Le changement climatique est sans conteste l’un des plus grands défis pour les parcelles viticoles aujourd’hui. Si certaines régions traditionnellement froides trouvent des opportunités avec des hivers plus doux, d’autres terroirs historiques voient leur production menacée par des vagues de chaleur, des sécheresses ou des épisodes de gel tardif.

Des cépages mal adaptés aux nouvelles conditions

Les cépages traditionnels qui faisaient la réputation d’une parcelle particulière peuvent devenir incompatibles avec le climat actuel. Dans l’Auxerrois, certains climats (petites zones au sein des appellations) autrefois propices au Pinot Noir ou au Chardonnay souffrent d’un manque de régularité dans la maturité des raisins.

  • Les gels printaniers de plus en plus fréquents détruisent les nouvelles pousses.
  • Les canicules provoquent des baisses de rendement et modifient les profils aromatiques.
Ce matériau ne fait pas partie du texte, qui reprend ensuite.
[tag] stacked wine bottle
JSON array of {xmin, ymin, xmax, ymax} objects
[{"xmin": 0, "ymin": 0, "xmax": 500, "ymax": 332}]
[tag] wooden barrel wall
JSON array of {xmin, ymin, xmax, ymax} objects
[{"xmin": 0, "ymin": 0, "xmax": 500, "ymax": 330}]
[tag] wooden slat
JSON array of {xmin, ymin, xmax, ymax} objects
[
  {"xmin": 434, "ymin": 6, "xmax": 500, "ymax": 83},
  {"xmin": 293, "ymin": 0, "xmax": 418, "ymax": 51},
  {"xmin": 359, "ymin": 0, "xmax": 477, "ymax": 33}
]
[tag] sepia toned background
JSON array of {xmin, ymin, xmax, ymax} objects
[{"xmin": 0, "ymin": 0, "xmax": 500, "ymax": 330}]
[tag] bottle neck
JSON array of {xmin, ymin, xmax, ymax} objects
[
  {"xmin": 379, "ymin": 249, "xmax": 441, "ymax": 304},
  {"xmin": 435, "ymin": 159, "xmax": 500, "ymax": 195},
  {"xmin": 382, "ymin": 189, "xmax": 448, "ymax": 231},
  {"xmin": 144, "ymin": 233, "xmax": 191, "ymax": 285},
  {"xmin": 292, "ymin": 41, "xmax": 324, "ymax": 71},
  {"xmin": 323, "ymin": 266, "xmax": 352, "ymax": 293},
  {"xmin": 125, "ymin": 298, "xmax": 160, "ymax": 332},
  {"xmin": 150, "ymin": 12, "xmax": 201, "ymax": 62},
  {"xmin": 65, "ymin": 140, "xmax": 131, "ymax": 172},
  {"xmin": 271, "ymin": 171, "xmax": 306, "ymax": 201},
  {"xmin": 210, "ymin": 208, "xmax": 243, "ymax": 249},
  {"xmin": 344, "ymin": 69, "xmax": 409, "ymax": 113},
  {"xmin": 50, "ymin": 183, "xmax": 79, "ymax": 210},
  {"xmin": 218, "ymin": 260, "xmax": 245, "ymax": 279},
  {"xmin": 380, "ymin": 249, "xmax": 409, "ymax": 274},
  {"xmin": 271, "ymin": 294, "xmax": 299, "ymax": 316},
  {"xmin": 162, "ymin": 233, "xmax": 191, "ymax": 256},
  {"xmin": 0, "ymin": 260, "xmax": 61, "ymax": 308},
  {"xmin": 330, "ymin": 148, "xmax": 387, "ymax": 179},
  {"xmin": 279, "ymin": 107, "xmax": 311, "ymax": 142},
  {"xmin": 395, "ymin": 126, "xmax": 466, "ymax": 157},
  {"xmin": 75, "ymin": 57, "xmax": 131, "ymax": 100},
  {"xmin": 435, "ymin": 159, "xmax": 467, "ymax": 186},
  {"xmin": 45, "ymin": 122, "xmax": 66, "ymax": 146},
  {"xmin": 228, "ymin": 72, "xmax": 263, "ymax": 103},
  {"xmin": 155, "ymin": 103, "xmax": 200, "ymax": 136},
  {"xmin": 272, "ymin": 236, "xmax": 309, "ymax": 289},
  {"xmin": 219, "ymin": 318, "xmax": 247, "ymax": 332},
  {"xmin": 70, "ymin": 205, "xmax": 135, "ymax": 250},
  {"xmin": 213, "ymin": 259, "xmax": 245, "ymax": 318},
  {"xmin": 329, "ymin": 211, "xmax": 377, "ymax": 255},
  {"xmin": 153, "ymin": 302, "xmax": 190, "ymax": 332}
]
Pour s’adapter, certains vignerons choisissent d’abandonner les cépages historiques pour planter des variétés plus résistantes comme l’Aligoté doré ou des hybrides récents. Dans les cas les plus extrêmes, les parcelles sont simplement reconverties en terres céréalières.

4. La reconversion : entre innovation et sauvegarde

Face à ces défis, l’abandon systématique d’une parcelle n’est pas toujours la fin de son histoire. En effet, la reconversion offre parfois une nouvelle vie à ces terres viticoles.

Vers une restauration des parcelles disparues

Dans certaines régions comme l’Auxerrois, on observe un élan pour redonner vie à des vignes anciennes. Les passionnés, parfois aidés par des subventions locales, réhabilitent ces parcelles souvent marginales mais pleines de potentiel. C’est le cas de certains coteaux oubliés des communes environnantes d’Irancy ou Saint-Bris.

Cette restauration s’accompagne de nouvelles méthodes culturales – agriculture biologique, taille plus respectueuse – qui répondent à la demande croissante des consommateurs pour des vins authentiques et éthiques.

Quand la vigne laisse la place à d’autres écosystèmes

D’autres fois, la reconversion des anciennes parcelles historiques prend une direction écologique. Les terres sont laissées en jachère ou transformées en prairies, espaces naturels protégés ou encore vergers. Ici, la vigne disparaît pour laisser place à une biodiversité régénérée, essentielle à l’environnement global.

Une histoire en mouvement

Derrière chaque parcelle de vigne abandonnée ou reconvertie, il y a un récit complexe mêlant histoire, économie et environnement. Si certaines pertes sont inévitables, d’autres choix ouvrent des perspectives nouvelles, entre innovation et préservation. À mesure que les défis évoluent, nos terroirs, eux aussi, continuent de s’adapter – un mouvement perpétuel qui constitue l’essence même du monde viticole.